The orange textured exterior had to go, but otherwise the one-story building with a walkout basement on the edge of Broad Ripple Village was the perfect spot for the lawyers of Fox Williams & Sink LLC.
They purchased, budgeted about $30,000 for upgrades and began refurbishing, remodeling and redoing. Then they discovered termite damage. As part of the work to replace the orange with muted blue siding, the attorneys discovered the outer walls were so weak, having been eaten by the pesky insects, that only the interior walls were holding up the roof.
The unanticipated rehabilitation of the outside ballooned their budget–which ended up being close to double what they originally planned–but by the time the trio of attorneys determined the extent of the termite damage, they had already put too much money into the project to walk away. So, they reframed the entire structure at 6177 N. College Ave.

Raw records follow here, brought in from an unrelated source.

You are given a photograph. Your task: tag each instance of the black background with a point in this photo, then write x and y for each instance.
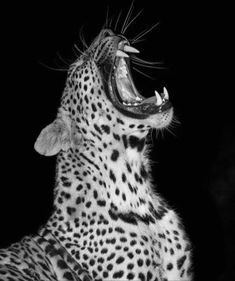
(193, 167)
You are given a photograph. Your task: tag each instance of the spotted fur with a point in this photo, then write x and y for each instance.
(108, 223)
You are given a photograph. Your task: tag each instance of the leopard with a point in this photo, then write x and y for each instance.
(108, 221)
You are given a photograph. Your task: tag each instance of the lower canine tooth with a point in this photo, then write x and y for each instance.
(159, 99)
(165, 93)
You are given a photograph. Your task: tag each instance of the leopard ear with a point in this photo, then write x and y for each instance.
(53, 138)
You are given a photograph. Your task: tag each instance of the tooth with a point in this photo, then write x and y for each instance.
(130, 49)
(121, 54)
(159, 99)
(165, 93)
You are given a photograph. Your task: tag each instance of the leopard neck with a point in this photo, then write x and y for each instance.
(95, 179)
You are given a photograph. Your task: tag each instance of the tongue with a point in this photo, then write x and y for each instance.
(125, 89)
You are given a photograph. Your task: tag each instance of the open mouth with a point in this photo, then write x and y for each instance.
(123, 92)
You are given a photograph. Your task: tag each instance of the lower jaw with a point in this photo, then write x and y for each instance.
(142, 111)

Ryan Fox recalled that the headaches did bring some arguments and questions about whether they should even be relocating in the first place. But, as he explained, the attorneys are used to having differences of opinions. The nature of their employment law practice is that they will sometimes get loud and angry, but 20 minutes later, the disagreement has passed, the clash forgotten, and they are working together again.
Fox said the entire project tested their ability to get along, but ultimately, their friendship won. “It probably brought us closer together and better as a team than before,” he said.
The interior is a contrast of modern and traditional looks, which Fox said was really dictated by the building itself. The walkout basement with its banks of windows has a more contemporary feel, while the main level embraces a more conservative, lawyerly appearance.
Neither Fox or Ryan Sink had a definite plan for decorating the inside. They just used their judgment and double checked their decisions with their wives. The result is kind of a reflection of their practice–different personalities that work well together.
For his office located on the basement level, Fox selected his favorite color, purple, and chose a darker shade. The workspace matches the modern vibe of his surroundings. Upstairs, Sink chose a classic color of beige for his office.
The single décor misstep, the attorneys said, came when they opted for pea green in the kitchen. The color looked better on paper.
Although the renovation is complete, the building dating back to 1928 will get a little ailments.
“We kind of enjoy coming on the weekends to do yardwork,” Fox said, “and just making the place look nice since it’s the place we call home.”